0

I am using Gensim's Mallet wrapper for topic modeling -

LdaMallet(path_to_mallet_binary, corpus=corpus, num_topics=100, id2word=words, workers=6, random_seed=2)

While the above worked surprisingly fast, the step (see below) to obtain the topic distribution for each document (n=40,000) is taking a very long time.

#Store topic distributuon for all documents
all_topics=[]
for x in tqdm(range(0, len(doc_list))):
    all_topics.append(lda_model[corpus[x]])

It has taken ~18 hours to complete 30,000 documents. Not sure what I am doing incorrectly. Is there a way to get topic distribution for all documents much faster?

SanMelkote
  • 228
  • 2
  • 12

2 Answers2

0

I was able to speed-up by directly calling the Java mallet through Python's subprocess. The doc-topics distribution are available in a file that can be easily imported to a dataframe.

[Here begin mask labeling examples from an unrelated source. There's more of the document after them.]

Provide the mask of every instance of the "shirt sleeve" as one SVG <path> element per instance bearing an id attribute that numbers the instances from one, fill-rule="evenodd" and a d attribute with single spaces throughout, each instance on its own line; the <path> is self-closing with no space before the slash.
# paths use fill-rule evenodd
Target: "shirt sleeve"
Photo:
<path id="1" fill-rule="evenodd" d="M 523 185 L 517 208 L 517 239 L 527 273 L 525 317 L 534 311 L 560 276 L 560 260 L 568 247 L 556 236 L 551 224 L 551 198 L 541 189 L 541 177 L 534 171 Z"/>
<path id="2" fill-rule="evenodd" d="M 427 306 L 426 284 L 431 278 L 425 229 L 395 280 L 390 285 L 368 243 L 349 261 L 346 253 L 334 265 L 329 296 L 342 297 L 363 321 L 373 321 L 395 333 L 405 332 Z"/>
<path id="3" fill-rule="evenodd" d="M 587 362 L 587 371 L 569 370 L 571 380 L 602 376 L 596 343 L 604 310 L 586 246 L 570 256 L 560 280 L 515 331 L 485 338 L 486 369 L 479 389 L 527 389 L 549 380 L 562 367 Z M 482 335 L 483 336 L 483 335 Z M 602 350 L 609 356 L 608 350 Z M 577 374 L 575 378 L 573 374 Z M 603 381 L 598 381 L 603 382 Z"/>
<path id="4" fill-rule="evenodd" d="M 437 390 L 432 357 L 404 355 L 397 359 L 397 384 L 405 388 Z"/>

The gensim wrapper is although straightforward, seems to have issues.

SanMelkote
  • 228
  • 2
  • 12
0

it turns out the time was took by loading the LdaMallet model mostly, I was able to generate 50,000 topic distributions in just 4 mins when I did it once for all instead of doing one by one (it took the same time before as you did).

corpus = [dictionary.doc2bow(preprocess(unseen_document)) for unseen_document in unseen_documents] distributions = mallet_model[corpus]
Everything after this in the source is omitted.